Ce n’est pas l’histoire à tous les niveaux, cependant. Bezos peut obtenir son superyacht, mais les travailleurs de ses entrepôts américains ripostent avec leurs efforts de syndicalisation. Amazon fait tout ce qu’il peut pour l’arrêter, car il sait qu’une main-d’œuvre syndiquée serait une menace existentielle pour l’hyper-exploitation qui fonctionne à la base des bénéfices de l’entreprise. Le dernier tour de scrutin intervient après qu’Amazon a été reconnu coupable d’avoir enfreint la loi en s’opposant à la syndicalisation l’année dernière.

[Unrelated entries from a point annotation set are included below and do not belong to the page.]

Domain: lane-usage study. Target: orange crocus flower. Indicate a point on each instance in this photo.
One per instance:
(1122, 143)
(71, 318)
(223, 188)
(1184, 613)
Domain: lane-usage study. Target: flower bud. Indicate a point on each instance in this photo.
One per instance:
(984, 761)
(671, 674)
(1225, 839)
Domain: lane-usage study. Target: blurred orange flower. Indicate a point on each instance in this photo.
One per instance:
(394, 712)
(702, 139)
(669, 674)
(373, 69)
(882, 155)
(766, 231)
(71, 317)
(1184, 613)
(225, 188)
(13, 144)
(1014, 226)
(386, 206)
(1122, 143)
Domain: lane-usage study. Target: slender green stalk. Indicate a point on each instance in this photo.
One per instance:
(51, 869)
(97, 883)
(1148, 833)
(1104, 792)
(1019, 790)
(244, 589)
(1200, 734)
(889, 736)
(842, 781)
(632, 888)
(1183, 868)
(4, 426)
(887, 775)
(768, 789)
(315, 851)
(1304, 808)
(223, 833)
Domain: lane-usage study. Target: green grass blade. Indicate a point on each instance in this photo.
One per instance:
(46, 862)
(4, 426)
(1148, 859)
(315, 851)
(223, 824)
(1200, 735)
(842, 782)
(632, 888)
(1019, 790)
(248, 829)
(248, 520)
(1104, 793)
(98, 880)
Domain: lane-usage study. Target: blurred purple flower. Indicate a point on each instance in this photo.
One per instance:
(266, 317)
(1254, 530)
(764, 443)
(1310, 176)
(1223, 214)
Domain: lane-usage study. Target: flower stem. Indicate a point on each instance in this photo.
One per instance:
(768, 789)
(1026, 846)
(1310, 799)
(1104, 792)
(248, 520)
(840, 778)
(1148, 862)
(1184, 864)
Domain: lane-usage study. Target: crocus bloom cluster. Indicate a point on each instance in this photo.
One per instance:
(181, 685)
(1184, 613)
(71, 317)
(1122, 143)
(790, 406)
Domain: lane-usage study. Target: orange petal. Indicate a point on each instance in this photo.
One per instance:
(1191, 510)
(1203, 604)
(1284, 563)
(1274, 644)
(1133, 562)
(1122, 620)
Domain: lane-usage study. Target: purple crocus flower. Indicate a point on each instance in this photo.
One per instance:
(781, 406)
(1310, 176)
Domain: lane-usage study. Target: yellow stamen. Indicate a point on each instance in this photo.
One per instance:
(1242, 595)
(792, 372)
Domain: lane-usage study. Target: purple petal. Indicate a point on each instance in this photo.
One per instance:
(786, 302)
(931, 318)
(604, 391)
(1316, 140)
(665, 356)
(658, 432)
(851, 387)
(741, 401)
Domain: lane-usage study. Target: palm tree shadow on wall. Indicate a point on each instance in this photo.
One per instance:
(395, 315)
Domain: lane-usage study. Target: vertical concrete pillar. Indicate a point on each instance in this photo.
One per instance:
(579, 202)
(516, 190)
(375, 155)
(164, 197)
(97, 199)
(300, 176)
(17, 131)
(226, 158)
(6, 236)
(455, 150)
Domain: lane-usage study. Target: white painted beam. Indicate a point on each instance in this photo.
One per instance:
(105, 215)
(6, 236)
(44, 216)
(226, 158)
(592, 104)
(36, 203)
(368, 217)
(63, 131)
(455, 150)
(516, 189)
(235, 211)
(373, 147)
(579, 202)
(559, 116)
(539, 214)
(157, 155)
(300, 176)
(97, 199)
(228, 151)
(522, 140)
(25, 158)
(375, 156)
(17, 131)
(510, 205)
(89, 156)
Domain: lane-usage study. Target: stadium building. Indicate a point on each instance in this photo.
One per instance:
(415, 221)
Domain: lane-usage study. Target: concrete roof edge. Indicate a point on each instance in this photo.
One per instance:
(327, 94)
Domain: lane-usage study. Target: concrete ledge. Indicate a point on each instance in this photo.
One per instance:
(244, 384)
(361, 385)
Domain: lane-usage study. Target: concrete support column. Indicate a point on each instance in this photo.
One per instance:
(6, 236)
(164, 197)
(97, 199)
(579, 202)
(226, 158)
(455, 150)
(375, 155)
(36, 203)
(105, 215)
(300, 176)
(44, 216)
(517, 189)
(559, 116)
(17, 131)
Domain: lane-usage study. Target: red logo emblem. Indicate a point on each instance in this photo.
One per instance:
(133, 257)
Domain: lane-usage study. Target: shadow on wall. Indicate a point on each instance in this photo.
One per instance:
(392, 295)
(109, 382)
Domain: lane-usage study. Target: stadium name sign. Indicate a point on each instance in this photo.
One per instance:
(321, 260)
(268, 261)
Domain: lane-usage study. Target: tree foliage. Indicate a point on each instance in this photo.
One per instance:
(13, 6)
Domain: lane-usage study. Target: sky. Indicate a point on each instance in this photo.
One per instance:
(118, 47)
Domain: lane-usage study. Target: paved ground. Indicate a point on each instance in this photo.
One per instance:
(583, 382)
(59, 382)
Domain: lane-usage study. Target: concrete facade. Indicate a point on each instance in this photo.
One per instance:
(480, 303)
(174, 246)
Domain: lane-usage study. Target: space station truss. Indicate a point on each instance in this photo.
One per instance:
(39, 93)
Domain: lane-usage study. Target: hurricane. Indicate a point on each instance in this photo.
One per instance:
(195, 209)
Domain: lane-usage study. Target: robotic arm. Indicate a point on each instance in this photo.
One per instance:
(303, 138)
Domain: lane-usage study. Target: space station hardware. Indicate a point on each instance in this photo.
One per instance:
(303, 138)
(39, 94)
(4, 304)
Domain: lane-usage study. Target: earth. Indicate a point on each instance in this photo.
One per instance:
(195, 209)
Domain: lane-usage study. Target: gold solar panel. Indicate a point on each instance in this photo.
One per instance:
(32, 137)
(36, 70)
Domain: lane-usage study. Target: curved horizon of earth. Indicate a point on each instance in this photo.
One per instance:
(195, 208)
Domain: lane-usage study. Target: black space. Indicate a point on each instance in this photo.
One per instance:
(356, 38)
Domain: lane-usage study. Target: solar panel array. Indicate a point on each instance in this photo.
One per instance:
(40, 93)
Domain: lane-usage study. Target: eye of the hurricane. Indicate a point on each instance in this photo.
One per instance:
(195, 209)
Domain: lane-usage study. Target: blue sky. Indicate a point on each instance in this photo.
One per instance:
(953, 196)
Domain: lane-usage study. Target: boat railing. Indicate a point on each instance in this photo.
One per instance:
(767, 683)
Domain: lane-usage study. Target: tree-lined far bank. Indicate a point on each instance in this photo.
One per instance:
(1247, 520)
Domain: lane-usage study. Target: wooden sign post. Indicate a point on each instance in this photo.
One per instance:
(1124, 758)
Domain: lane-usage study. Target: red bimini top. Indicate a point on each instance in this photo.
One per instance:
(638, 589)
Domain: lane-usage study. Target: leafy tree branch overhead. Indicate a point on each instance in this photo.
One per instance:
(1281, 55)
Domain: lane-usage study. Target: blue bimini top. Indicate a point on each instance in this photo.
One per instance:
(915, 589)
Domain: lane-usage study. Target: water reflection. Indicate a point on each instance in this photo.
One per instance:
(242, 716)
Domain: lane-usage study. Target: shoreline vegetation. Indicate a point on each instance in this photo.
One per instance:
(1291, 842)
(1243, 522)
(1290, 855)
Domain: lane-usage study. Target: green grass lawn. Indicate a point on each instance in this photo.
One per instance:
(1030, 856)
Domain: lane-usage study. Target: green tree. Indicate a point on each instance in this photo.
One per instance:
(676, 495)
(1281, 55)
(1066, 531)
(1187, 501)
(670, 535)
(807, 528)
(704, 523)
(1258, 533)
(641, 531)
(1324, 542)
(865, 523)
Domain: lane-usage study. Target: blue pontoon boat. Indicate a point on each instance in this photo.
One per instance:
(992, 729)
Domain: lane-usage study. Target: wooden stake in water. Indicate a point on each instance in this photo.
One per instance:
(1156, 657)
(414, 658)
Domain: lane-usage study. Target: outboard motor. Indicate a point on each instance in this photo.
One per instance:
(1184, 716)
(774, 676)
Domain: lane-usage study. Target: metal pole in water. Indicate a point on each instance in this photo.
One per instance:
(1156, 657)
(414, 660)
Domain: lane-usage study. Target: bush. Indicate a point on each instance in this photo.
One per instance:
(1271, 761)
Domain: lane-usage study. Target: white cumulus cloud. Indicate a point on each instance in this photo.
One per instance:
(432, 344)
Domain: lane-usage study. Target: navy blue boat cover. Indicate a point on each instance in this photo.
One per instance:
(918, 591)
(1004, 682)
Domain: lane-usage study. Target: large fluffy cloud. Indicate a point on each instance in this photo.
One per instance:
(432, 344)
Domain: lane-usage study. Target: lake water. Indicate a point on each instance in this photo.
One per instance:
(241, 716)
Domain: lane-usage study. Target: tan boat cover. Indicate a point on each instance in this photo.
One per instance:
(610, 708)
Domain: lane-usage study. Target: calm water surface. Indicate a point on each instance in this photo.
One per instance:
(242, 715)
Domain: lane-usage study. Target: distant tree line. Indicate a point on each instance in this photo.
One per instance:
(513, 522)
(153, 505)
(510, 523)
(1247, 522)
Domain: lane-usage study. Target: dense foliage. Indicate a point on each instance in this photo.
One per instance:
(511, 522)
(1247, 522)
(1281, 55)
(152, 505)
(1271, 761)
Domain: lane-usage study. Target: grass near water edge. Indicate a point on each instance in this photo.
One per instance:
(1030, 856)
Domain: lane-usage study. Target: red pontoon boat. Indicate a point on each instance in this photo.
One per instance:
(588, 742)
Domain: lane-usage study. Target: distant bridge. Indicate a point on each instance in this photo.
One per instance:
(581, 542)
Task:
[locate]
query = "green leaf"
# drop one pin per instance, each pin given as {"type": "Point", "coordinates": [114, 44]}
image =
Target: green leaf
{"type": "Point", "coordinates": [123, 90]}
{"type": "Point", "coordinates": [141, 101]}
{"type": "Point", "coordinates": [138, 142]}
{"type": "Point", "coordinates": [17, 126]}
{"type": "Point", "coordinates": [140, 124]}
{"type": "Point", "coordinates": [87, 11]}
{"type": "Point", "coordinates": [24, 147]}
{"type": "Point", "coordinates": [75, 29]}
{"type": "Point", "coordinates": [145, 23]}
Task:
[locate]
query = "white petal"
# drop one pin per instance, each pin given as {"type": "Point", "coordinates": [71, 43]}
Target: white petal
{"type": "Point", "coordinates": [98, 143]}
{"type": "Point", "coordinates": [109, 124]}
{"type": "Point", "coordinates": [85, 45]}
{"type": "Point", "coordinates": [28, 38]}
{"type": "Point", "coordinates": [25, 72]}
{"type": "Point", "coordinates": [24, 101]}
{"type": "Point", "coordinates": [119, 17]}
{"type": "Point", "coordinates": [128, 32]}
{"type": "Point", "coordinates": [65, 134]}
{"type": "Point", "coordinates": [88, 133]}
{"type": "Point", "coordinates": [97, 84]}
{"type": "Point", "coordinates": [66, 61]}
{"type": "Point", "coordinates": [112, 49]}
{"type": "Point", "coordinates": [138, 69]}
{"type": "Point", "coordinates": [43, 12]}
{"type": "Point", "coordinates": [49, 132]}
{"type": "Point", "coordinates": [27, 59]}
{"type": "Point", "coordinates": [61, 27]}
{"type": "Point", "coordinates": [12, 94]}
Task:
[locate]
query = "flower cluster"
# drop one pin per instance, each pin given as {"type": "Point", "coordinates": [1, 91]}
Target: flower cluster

Une main-d’œuvre organisée n’est qu’un début, mais c’est une base nécessaire à tout effort visant à rééquilibrer l’économie afin que la richesse et le pouvoir reviennent entre les mains des travailleurs. Qu’il s’agisse de rémunération et de conditions de travail, d’une stratégie industrielle verte ou du respect de la culture et du patrimoine locaux, les campagnes de syndicalisation des travailleurs d’Amazon sont une source d’inspiration pour nous tous, car elles sèment la peur dans le cœur des milliardaires et de la classe capitaliste.